JM’s assertion reflects the emergence of ‘ghettos’ that elude social control altogether where marketscapes and residential communities overlap. In these ghettos, the “rogue” is in vogue, an organized contraband economy in legally and illegally acquired items thrives and the LNP fears to tread. These ‘ghettos’ thrive upon a subculture of postwar securitization provided by ex-fighters and ex-single barrel soldiers. They claim not to bother anyone, hence they expect not to be bothered in return. However, their cumulative wealth of belligerent civil war stories embedded in a single community, feeds the local legend to which has been grafted a mosaic of postwar youth hustlers, female night crawlers and impressionistic trainee-hustlers. The more reputable hardware stores, lounges, motels and inns banking on a return on investment by situating themselves within these marketscapes employ trained security personnel (mainly ex-fighters as well) through private security firms. There is an anecdote, told by residents of Gompa in which the LNP had to call on the “the ‘rogues’ from Congo Quarter to come and deal with a recalcitrant local well-owner who was resisting arrest. The well-owner who had resisted the LNP gave himself up to them when he saw the ‘rogues’ approaching with clubs and rocks.” Therefore, ‘rogues’ can be useful to the LNP’s purpose of arresting a recalcitrant well owner. They can also be useful in the provision of informal services to segments of the population who seek a bargain price for commodities they can hardly afford on the open market. However, the individualized ‘rogue’ is also marked for death according to the subjective qualification of the initiator of the “rogue, rogue, rogue” chorus.
Conclusion
The lynching which follows “rogue, rogue, rogue’ chants epitomizes the near absence of social control, social injustice and human insecurity within borderland marketscapes. Markets, often assumed to be subject to the Smithian ‘invisible hand’ seldom escape different forms of state control.
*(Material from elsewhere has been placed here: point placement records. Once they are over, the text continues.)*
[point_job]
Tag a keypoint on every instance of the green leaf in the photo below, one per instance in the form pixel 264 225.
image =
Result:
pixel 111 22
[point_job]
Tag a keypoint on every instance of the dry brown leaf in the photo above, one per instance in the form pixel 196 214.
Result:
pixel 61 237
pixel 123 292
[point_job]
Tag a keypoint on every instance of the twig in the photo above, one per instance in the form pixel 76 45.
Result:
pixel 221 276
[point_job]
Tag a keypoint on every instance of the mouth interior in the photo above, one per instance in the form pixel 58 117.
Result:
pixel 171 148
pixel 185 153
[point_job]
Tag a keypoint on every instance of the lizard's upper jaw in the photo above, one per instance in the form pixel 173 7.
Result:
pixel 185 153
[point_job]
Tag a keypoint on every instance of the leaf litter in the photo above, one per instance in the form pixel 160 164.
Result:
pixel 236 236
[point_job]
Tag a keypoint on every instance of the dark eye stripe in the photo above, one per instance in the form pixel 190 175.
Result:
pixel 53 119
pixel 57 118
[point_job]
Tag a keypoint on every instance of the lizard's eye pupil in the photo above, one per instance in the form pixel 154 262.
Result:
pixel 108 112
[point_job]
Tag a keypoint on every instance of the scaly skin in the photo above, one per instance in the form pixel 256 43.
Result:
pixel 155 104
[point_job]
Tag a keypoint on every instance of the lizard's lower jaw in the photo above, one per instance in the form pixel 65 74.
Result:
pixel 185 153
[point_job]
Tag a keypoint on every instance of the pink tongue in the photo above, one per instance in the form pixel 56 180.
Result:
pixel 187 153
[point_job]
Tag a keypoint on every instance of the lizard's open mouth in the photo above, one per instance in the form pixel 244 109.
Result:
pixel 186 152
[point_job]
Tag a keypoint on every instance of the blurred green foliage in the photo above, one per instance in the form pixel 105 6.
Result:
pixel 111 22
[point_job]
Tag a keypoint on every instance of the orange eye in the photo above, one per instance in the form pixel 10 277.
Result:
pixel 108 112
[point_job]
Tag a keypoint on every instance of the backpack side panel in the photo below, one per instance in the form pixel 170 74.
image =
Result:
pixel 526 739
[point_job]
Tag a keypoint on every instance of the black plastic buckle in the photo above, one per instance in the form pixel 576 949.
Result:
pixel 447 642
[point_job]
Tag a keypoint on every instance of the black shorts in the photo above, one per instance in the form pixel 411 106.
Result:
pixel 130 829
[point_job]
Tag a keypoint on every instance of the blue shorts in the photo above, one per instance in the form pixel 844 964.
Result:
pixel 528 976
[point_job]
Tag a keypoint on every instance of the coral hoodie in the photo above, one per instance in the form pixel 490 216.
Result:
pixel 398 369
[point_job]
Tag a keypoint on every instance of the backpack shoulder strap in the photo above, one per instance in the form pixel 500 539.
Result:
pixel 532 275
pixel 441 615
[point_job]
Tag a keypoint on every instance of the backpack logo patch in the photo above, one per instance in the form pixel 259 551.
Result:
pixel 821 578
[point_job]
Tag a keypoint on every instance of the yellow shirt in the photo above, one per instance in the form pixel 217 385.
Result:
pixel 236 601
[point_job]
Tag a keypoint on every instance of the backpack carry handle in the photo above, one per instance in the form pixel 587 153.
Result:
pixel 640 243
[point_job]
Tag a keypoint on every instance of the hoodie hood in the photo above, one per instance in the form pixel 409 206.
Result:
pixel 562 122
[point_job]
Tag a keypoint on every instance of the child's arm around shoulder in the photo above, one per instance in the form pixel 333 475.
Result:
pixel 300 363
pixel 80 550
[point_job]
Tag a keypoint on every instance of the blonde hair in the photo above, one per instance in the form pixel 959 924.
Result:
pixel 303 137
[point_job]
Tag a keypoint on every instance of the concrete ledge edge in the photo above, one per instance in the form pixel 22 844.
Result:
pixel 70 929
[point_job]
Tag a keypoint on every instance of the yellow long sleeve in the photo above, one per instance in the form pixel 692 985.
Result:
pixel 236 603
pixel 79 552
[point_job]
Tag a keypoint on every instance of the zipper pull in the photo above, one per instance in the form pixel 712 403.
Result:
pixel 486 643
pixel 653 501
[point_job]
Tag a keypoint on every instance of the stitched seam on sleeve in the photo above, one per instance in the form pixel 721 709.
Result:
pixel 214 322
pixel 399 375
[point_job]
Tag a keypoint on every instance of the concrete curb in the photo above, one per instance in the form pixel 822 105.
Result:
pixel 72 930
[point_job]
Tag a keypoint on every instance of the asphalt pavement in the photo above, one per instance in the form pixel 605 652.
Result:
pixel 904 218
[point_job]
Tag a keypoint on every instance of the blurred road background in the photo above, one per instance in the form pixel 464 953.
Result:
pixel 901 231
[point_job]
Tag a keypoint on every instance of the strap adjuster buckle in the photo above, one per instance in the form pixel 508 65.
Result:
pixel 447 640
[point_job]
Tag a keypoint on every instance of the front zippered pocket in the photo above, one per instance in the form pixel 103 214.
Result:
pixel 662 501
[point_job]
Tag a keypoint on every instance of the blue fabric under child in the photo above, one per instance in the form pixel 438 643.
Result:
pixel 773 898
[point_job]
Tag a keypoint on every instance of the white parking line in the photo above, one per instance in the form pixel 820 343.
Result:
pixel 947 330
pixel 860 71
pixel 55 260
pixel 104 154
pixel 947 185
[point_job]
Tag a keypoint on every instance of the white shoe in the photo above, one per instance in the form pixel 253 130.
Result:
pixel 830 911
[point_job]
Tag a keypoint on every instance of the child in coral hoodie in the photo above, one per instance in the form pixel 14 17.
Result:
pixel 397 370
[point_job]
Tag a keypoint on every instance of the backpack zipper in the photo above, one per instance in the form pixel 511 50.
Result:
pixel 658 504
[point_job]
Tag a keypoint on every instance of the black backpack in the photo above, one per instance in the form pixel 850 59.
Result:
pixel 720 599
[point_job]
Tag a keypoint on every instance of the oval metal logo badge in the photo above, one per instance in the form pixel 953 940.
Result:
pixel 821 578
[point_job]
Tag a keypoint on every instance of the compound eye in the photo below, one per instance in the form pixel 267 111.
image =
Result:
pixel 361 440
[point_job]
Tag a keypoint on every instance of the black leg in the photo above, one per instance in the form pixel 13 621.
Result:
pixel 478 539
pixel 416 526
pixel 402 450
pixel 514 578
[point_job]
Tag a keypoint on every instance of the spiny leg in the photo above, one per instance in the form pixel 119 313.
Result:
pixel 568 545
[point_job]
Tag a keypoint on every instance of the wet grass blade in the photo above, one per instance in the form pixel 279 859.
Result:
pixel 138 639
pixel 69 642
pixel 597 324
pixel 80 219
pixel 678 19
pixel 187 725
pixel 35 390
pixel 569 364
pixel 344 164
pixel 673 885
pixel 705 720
However, in borderland spaces where marketscapes escape the control and authority of both the postwar Liberian state and informal community leaders, they develop innate, and often arbitrary, mechanisms to regulate spatial, material and symbolic security and social justice. The incorporation and embeddedness of ex-fighters and ex-single barrel soldiers into informal productivity within these marketscapes respond to long-term security challenges which have eluded the postwar state and its international partners due to short-term, linear, incomplete and ill-adapted disarmament, demobilization, rehabilitation and reintegration programs. Proximity fosters symbiosis between transient and permanent occupants of marketscapes, as communities attempt to extend social control over these dedicated spaces of exchange by developing tacit acquiescence of some ‘rogue’ patterns and not others. Meanwhile some segments of the broader borderland community interpret the ‘rogue, rogue, rogue’ chant as an empowerment to act as executioners. The socio-political context partially explains the mob reaction, but the mob never dares to understand its own social context in relation to the “rogue”. In borderland marketscapes where most modes of exchange straddle the licit and the illicit mob justice for the “rogue” remains arbitrarily applied and accepted.